Those who wish to lose weight — and with summer swim season around the corner that's probably most of us — know that there are two easy ways to sabotage one's diet and exercise program. The first is to try to do too much all at once and fail, and the other is to say it's all futile and just keep doing what we've been doing.

So it's not terribly surprising that Baltimore's property tax reduction program approved last Monday by the City Council is receiving a similar reception from those who either believe the city can't afford it or claim it's just not enough. In the weight-loss world, these are called diet saboteurs.

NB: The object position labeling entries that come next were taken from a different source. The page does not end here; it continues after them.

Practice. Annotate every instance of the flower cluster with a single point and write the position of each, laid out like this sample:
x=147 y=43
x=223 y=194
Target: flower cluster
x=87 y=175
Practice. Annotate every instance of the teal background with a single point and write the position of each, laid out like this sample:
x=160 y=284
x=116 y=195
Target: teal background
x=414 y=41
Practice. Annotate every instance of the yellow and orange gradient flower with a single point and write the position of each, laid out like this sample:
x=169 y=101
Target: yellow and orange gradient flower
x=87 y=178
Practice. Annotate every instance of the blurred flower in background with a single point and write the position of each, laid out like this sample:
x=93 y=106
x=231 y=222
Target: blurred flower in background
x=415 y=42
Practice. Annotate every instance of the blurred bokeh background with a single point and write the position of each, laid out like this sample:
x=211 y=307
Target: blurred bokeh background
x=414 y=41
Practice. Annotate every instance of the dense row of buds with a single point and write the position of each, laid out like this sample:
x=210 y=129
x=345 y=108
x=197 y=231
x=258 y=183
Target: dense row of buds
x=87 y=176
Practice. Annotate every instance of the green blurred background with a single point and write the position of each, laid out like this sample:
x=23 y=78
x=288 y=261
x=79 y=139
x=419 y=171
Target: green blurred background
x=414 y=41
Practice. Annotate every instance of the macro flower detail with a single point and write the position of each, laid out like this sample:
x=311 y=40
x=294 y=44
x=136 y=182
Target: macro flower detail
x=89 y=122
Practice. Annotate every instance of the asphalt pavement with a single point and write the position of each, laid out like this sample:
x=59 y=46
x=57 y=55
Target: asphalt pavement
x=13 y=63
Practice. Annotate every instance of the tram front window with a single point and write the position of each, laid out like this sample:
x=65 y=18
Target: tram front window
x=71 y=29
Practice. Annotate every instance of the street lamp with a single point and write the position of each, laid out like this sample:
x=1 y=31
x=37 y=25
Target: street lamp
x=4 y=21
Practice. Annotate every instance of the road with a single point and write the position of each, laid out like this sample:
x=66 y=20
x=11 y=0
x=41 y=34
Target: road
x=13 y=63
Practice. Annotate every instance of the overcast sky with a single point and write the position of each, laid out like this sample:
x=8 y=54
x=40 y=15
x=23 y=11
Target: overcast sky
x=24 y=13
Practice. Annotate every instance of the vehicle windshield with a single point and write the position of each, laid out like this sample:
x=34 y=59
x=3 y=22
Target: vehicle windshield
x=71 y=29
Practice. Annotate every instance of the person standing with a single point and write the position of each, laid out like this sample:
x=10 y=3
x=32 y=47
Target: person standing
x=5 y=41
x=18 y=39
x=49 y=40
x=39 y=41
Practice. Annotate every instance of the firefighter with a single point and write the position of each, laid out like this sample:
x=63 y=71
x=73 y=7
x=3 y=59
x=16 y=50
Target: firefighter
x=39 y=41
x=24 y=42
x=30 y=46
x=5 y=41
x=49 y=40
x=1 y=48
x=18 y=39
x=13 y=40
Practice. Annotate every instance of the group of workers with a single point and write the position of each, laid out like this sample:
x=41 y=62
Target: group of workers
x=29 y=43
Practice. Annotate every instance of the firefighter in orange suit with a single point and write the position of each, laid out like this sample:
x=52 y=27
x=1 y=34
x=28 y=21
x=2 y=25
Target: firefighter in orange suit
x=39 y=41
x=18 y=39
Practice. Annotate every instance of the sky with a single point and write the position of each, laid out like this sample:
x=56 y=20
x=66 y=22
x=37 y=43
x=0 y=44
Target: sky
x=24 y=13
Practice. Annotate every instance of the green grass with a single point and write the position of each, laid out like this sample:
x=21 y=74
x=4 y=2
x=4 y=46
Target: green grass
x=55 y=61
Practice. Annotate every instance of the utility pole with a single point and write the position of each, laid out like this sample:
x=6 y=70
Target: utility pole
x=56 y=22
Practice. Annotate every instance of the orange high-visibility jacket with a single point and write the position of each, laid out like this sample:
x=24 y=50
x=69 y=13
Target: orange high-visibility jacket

Here's one thing we can all agree on: Nobody is going to get instantly rich off the 2-cent property tax break that's set to go into effect on July 1. The move will reduce the city's current rate of $2.2688 per $100 of assessed value by about eight-tenths of 1 percent. It amounts to a savings of $40 for those living in a house worth $200,000.

That's no game-changer. And it makes MayorStephanie Rawlings-Blake's goal of bringing the city's tax rate into something more competitive with surrounding counties seem pretty distant. Most have rates hovering around the $1 mark.

But the secret to any successful diet is to set reasonable goals and then stick to them over the long haul. The city's plan anticipates similar down-sizing annually for the next several years, with the goal of providing homeowners with a $400 break in their tax bills by 2020.

Some, like veteran council member Mary Pat Clarke, see this as a bad choice. Next year's tax break translates into $3.8 million less in city spending, which is tough for a community facing such unpleasant budgetary choices as closing fire stations and recreation centers.

Others, like Christopher B. Summers of the Maryland Public Policy Institute, view Baltimore's plan as "one of the weakest attempts at cutting property taxes in the Northern Hemisphere." He would rather the city made a much more dramatic move on the theory that property values would eventually rise and offset much of the lost revenue.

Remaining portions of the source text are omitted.